As I mentioned earlier about ADOBO being popular in the Philippines, I’ve been asked countless times and offered many times as well to taste this dish. So after tasting few variety of ADOBO, I would like to offer my version of my adobo mixing some spices that I am familiar with, together with other ingredients that is popular in the Philippines. I’ve got a friend from Cebu who is crazy of this dry squid that he always fry and then eat it with vinegar. So I am going to use this dry squid as one of my ingredients for my version of adobo.
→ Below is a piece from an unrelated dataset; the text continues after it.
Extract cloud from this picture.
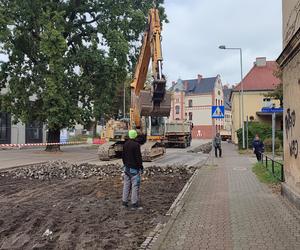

Ingredients for my version of Chicken Adobo


  • Half chicken cut ( adobo style )
  • button mushroom
  • 2 star anise
  • 3 dried chili
  • 1 dried squid ( toyo pusit ) – correct me if I’m wrong
  • 3 cloves garlic crush
  • 2 onion cut into 4’s
  • 3 slice of ginger
  • half chili pepper
  • dark soy sauce ( the sticky kind – not so liquid ) – 4 teaspoon
  • light soy sauce – 2 teaspoon
  • sugar – 2 teaspoon
  • salt – one teaspoon
  • oyster sauce – one spoonful
  • sesame oil – few drops


  • Heat up 5 spoon of cooking oil in wok
  • add star anise, gralic, onion, ginger and dried chili
  • Add in chicken and mixed well
  • Add oyster sauce, dark soy sauce, follow with light sauce sauce
  • Add dried squid
  • Add dried chili, mushroom and bell pepper
  • Add salt and sugar
  • Make sure all this are cook in the wok in low heat at all time. This is just to mixed the ingredients and chicken only
  • When is well mixed, transfer all from wok to a pot
  • Continue to slow cook in the pot and add few drops of sesame oil
  • By cooking this way, chicken will be more tender compared to cooking in the wok
  • when chicken is cook, add pepper ( powder ) and mixed it well
  • Ready to be serve

To be honest, this is my first attempt to make this dish. I am quite please with the outcome and the star anise and dried squid really make the gravy taste good. Noticed that I did not use vinegar as I want the taste to be slightly different. The dried chili gave some spiciness to the taste and I normally refer it to the “OOMMPPHHH” factor. Also what makes it different is the dark soy sauce. Is not so common to find dark soy sauce in Filipino kitchen but it is available in some SM departmental store. I hope you enjoy this post and happy cooking as always.